Я рассказывала эту историю всем, кто спрашивал меня, как можно работать с умирающими. В смертном часе есть своя красота и благодать, всегда говорю я, даже когда умирает такая крошка, как Фелисити. Ей не довелось испытать ужасы войны, любовные страдания и просто боль. Фелисити не травили в школе, не обошли с повышением на работе и не бросили прямо у алтаря. За свою короткую жизнь она не видела ничего, кроме любви.
Не знаю почему, но на смертном одре мы говорим, что потеряли кого-то. Кого-то, кто не исчез или запропастился, а был вырван из крепких объятий.

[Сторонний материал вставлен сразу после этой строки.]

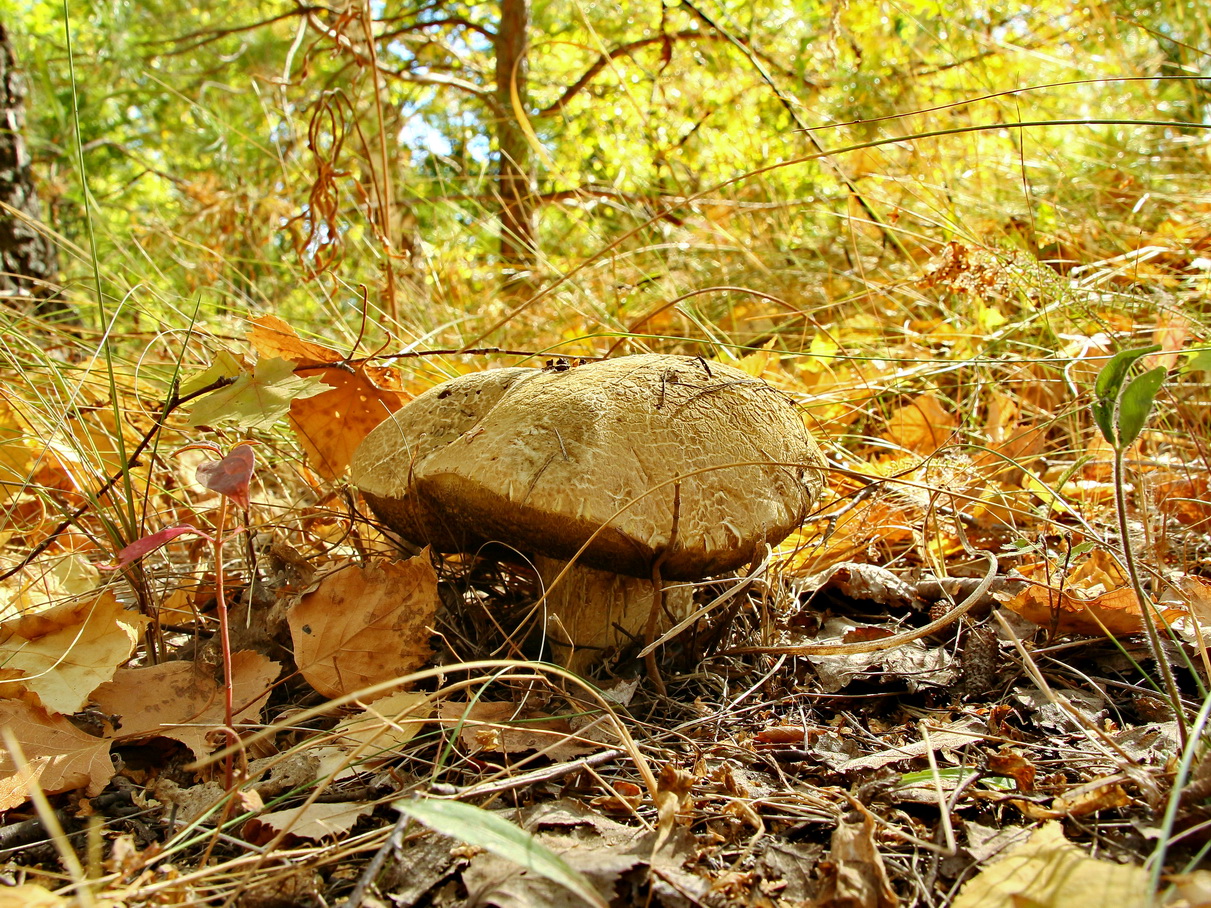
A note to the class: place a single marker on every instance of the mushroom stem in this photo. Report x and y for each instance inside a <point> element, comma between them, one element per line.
<point>592,611</point>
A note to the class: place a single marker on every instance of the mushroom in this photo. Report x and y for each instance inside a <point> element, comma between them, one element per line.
<point>636,467</point>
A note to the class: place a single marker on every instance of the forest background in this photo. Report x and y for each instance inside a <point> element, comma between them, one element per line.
<point>930,223</point>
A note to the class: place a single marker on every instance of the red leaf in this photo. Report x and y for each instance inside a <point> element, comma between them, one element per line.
<point>231,475</point>
<point>147,545</point>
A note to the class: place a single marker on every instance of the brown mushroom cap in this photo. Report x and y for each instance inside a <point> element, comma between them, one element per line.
<point>543,460</point>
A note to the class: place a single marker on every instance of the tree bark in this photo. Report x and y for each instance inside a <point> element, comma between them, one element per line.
<point>28,258</point>
<point>518,248</point>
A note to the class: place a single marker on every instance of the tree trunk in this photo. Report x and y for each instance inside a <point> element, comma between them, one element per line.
<point>518,251</point>
<point>28,258</point>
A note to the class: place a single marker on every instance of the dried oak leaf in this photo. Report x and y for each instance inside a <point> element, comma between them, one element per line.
<point>923,425</point>
<point>362,625</point>
<point>333,423</point>
<point>65,651</point>
<point>183,701</point>
<point>1092,599</point>
<point>58,756</point>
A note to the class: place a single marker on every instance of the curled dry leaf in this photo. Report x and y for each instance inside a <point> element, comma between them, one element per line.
<point>64,653</point>
<point>854,874</point>
<point>58,754</point>
<point>183,701</point>
<point>333,423</point>
<point>1050,872</point>
<point>1092,599</point>
<point>923,425</point>
<point>362,625</point>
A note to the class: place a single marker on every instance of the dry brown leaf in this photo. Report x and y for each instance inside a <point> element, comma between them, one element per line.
<point>923,425</point>
<point>1090,799</point>
<point>332,424</point>
<point>59,756</point>
<point>183,701</point>
<point>310,822</point>
<point>1118,611</point>
<point>67,651</point>
<point>362,625</point>
<point>1198,595</point>
<point>1092,597</point>
<point>274,338</point>
<point>1183,499</point>
<point>1049,872</point>
<point>1011,764</point>
<point>854,875</point>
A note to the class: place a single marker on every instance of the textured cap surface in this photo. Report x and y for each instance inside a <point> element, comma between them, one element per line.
<point>544,459</point>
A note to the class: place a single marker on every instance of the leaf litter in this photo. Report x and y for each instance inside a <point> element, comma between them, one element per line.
<point>969,768</point>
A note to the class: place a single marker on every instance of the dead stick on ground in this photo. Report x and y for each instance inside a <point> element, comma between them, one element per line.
<point>847,649</point>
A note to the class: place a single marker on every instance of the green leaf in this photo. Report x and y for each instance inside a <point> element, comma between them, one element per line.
<point>224,366</point>
<point>1135,403</point>
<point>1108,388</point>
<point>259,400</point>
<point>493,833</point>
<point>1199,361</point>
<point>1113,374</point>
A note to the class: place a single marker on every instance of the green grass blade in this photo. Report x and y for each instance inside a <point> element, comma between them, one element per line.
<point>493,833</point>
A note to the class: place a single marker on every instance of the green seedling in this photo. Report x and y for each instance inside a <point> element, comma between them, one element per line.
<point>1120,409</point>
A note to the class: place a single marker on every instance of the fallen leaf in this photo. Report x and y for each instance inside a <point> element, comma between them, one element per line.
<point>182,700</point>
<point>256,401</point>
<point>231,475</point>
<point>365,624</point>
<point>1014,765</point>
<point>854,874</point>
<point>506,728</point>
<point>59,756</point>
<point>1049,872</point>
<point>333,423</point>
<point>1117,611</point>
<point>64,653</point>
<point>922,425</point>
<point>150,542</point>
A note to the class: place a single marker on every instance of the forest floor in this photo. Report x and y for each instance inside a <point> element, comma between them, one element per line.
<point>1032,752</point>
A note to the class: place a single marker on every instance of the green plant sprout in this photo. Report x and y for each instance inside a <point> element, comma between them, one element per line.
<point>1120,409</point>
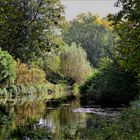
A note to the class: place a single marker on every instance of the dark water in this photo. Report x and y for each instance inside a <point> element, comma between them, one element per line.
<point>32,118</point>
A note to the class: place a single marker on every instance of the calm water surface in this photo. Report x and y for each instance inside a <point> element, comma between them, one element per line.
<point>32,118</point>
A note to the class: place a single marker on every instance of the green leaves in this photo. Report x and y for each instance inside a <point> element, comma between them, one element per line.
<point>93,33</point>
<point>7,68</point>
<point>27,27</point>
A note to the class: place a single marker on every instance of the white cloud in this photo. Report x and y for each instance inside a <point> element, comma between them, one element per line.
<point>100,7</point>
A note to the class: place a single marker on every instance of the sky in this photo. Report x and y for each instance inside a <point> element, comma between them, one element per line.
<point>100,7</point>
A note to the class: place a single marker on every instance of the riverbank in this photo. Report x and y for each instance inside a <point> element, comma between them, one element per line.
<point>45,92</point>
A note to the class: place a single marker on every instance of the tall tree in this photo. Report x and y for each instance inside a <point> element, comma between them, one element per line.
<point>127,25</point>
<point>93,33</point>
<point>28,26</point>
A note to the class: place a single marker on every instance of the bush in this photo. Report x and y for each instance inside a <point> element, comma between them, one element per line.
<point>111,84</point>
<point>74,64</point>
<point>28,76</point>
<point>7,68</point>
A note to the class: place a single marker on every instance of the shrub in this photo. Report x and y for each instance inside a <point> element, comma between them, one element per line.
<point>111,84</point>
<point>74,64</point>
<point>7,68</point>
<point>28,76</point>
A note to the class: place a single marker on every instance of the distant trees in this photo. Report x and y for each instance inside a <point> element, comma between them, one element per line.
<point>127,26</point>
<point>29,26</point>
<point>7,68</point>
<point>74,64</point>
<point>93,33</point>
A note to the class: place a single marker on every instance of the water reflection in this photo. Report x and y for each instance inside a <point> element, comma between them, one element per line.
<point>33,119</point>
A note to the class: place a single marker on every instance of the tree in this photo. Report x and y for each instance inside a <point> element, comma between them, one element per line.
<point>28,26</point>
<point>127,25</point>
<point>74,64</point>
<point>94,35</point>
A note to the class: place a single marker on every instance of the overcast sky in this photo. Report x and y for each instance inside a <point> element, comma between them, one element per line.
<point>100,7</point>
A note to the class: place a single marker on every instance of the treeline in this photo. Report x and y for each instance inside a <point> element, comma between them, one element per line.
<point>117,79</point>
<point>33,52</point>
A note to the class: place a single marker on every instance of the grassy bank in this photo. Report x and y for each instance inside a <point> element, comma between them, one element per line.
<point>45,91</point>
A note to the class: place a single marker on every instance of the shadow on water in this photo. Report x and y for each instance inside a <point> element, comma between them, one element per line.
<point>36,119</point>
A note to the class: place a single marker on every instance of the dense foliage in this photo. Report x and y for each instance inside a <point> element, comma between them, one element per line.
<point>75,64</point>
<point>26,76</point>
<point>29,27</point>
<point>7,68</point>
<point>127,26</point>
<point>111,85</point>
<point>93,33</point>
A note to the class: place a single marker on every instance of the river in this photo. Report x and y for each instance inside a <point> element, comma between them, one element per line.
<point>32,119</point>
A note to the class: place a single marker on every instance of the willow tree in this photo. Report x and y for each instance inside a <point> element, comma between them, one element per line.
<point>93,33</point>
<point>28,26</point>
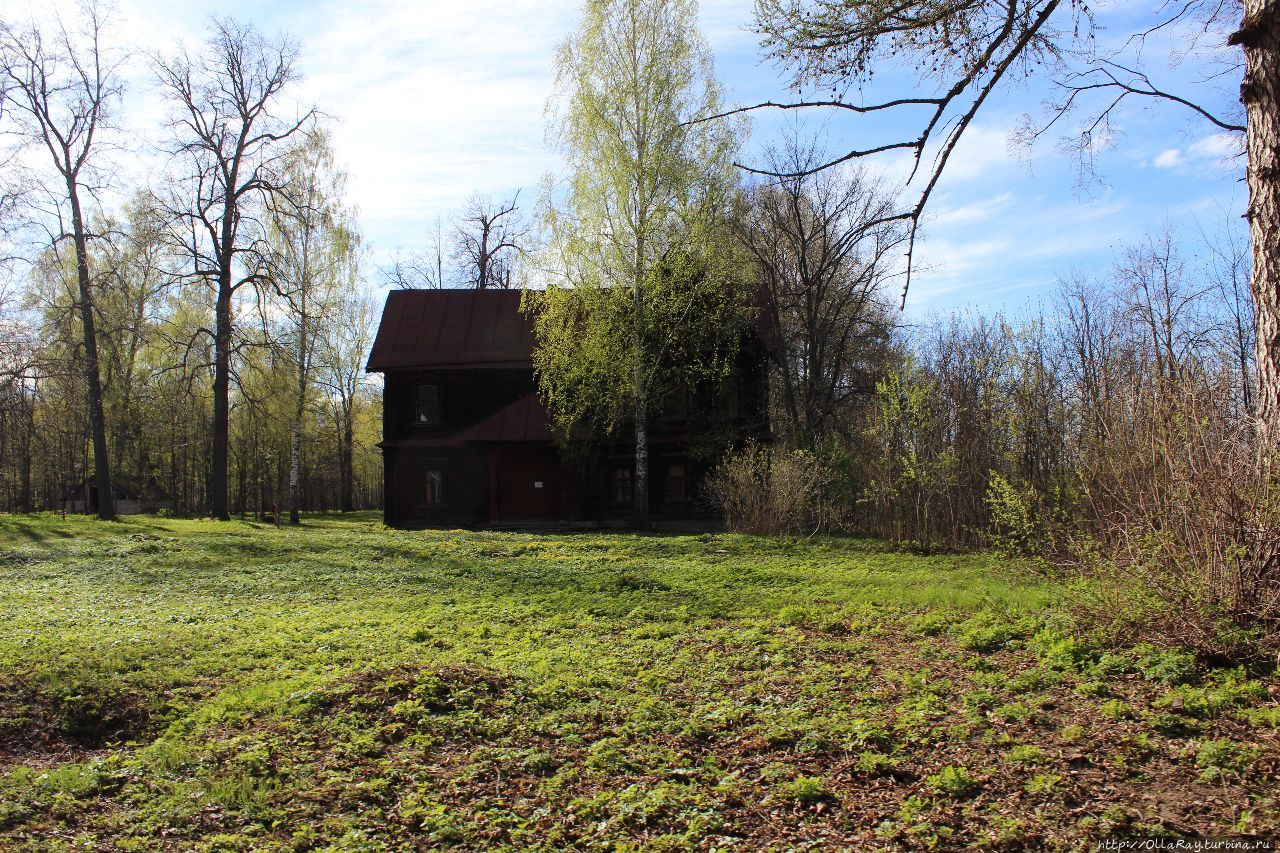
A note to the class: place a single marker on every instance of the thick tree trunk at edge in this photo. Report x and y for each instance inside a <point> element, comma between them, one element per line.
<point>1260,92</point>
<point>222,388</point>
<point>96,419</point>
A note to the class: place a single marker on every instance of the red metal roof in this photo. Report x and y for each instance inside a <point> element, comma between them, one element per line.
<point>522,420</point>
<point>452,328</point>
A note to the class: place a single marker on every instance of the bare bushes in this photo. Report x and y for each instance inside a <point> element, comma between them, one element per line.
<point>1183,512</point>
<point>767,491</point>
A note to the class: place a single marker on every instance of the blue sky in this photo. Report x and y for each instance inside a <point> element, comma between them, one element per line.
<point>434,100</point>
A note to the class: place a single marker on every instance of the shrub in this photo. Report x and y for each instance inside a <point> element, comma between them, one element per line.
<point>768,491</point>
<point>952,781</point>
<point>805,789</point>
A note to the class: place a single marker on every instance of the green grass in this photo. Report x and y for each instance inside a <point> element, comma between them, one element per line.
<point>196,685</point>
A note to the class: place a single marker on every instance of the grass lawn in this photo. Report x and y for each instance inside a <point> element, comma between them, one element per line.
<point>170,684</point>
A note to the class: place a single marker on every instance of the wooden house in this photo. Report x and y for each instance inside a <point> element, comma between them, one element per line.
<point>466,441</point>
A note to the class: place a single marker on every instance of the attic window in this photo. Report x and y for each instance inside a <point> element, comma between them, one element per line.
<point>426,407</point>
<point>677,484</point>
<point>622,487</point>
<point>434,493</point>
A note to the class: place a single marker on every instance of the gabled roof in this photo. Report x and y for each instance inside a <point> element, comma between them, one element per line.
<point>452,328</point>
<point>522,420</point>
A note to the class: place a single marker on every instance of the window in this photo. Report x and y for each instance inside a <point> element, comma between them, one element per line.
<point>426,406</point>
<point>676,483</point>
<point>675,405</point>
<point>434,495</point>
<point>622,492</point>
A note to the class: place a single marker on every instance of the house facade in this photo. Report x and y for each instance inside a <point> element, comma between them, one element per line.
<point>466,441</point>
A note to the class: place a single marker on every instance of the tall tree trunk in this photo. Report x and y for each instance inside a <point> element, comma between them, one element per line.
<point>347,461</point>
<point>1260,92</point>
<point>28,411</point>
<point>639,381</point>
<point>641,478</point>
<point>96,420</point>
<point>298,410</point>
<point>222,405</point>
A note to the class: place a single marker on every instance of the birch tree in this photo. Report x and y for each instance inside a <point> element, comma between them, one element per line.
<point>644,188</point>
<point>311,259</point>
<point>965,50</point>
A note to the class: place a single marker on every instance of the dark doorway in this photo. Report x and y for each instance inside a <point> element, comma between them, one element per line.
<point>528,484</point>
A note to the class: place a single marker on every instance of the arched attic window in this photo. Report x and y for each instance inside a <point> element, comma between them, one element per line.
<point>426,406</point>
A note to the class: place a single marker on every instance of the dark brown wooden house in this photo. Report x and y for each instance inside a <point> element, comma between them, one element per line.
<point>466,439</point>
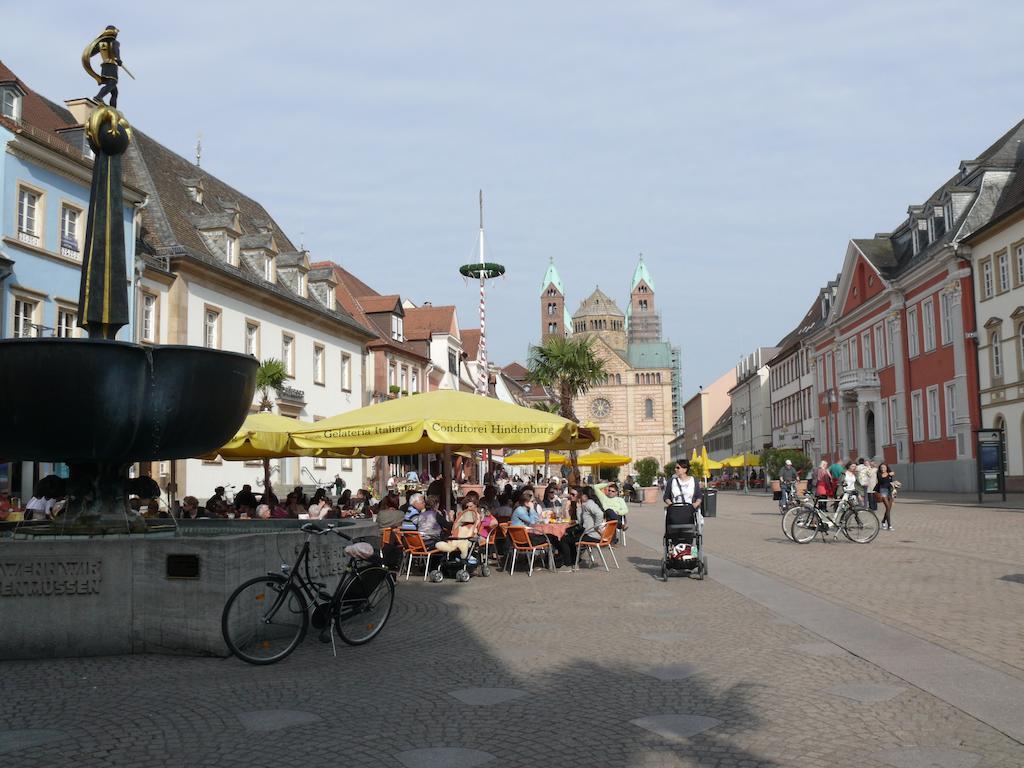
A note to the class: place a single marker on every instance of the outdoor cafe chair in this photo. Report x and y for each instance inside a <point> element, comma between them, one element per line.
<point>415,548</point>
<point>604,543</point>
<point>519,539</point>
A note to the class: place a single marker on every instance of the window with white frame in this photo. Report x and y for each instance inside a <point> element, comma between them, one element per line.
<point>346,372</point>
<point>71,218</point>
<point>945,317</point>
<point>950,396</point>
<point>934,428</point>
<point>10,103</point>
<point>67,320</point>
<point>211,329</point>
<point>320,367</point>
<point>25,317</point>
<point>288,353</point>
<point>252,339</point>
<point>911,332</point>
<point>148,330</point>
<point>919,425</point>
<point>928,321</point>
<point>29,224</point>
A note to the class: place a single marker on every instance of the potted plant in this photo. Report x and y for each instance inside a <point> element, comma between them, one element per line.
<point>646,472</point>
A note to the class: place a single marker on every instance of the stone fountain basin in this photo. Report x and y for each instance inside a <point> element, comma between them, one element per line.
<point>112,401</point>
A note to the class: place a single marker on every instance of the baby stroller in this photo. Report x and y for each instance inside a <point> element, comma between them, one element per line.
<point>454,563</point>
<point>683,548</point>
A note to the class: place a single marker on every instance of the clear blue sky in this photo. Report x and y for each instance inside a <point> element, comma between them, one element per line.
<point>737,144</point>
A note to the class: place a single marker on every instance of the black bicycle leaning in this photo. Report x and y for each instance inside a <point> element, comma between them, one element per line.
<point>266,617</point>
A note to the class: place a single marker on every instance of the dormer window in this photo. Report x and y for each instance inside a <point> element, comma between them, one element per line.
<point>10,102</point>
<point>920,236</point>
<point>938,222</point>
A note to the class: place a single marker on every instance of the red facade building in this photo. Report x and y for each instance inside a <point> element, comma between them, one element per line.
<point>896,363</point>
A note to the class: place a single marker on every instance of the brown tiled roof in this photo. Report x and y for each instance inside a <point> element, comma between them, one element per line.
<point>353,305</point>
<point>355,286</point>
<point>37,111</point>
<point>516,371</point>
<point>169,219</point>
<point>373,304</point>
<point>424,321</point>
<point>470,341</point>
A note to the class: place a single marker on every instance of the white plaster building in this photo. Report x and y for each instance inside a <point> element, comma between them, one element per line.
<point>751,402</point>
<point>996,252</point>
<point>213,269</point>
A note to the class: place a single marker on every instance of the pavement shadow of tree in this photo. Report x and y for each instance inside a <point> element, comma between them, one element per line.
<point>551,644</point>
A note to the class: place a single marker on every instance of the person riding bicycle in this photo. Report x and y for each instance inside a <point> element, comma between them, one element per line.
<point>787,483</point>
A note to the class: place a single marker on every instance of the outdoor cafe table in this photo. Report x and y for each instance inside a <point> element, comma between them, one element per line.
<point>556,529</point>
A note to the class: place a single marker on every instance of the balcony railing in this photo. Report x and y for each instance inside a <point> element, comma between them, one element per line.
<point>859,378</point>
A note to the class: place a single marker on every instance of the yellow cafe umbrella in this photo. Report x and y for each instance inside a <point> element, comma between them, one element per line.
<point>535,457</point>
<point>603,459</point>
<point>262,435</point>
<point>442,421</point>
<point>709,463</point>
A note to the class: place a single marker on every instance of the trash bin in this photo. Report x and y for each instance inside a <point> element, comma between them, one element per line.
<point>709,507</point>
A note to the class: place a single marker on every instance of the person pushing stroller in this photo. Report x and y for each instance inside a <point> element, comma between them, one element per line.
<point>683,548</point>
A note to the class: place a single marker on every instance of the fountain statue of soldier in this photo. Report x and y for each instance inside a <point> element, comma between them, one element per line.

В мире, где многие родители лишены возможности быть рядом со своими детьми, я категорически не имею права оставить свою дочь, чтобы получить второй шанс с Уайеттом.
Я поворачиваюсь к нему, понимая, что он ждет.
– А знаешь, что самое тяжелое в том, когда на твоих глазах умирает человек? Представлять себе людей, которых он покидает.
– Олив, именно поэтому ты и должна остаться, – перебивает меня Уайетт. – Я люблю тебя.
– Знаю. – Похоже, я повторяюсь. По моему лицу текут слезы. – Но ты не единственный, кого я люблю. И даже если я смогу оставить его… я не смогу оставить ее.
– Твою дочь.
– Да, Мерит. – Я делаю судорожный вдох. – В честь Меритсегер.
Уайетт один из тех немногих, кому не нужно это объяснять. Богиня с головой змеи жила на горе над Долиной Царей. Имя Меритсегер расшифровывается как «Любящая Безмолвие». Этой богине поклонялись рабочие из Дейр-эль-Медины, строившие царские усыпальницы. Богиня Меритсегер ослепляла или поражала всех тех, кто совершал кражи или другие преступления, но ей было свойственно и милосердие.
Среди сонма древнеегипетских богов было трудно найти божество, отличающееся всепрощением.
– Люди вконец облажались, – говорю я Уайетту. – Мы совершаем ошибки, принимаем плохие решения, отталкиваем от себя тех, кого любим, и нам еще крупно повезло, что такая богиня, как Меритсегер, нас жалеет. – Я смотрю Уайетту в глаза и наконец говорю то, ради чего проделала весь этот путь: – Вот потому-то я и назвала в честь нее нашу дочь.
Пятнадцать лет назад, когда во время бури neshni я покидала Египет и Уайетт вез меня по затопленным дорогам в каирский аэропорт, к горлу то и дело подкатывала тошнота. Пару раз мне даже казалось, что придется попросить Уайетта остановиться. И вот теперь, оглядываясь назад, я понимаю, что причиной тошноты было вовсе не волнение.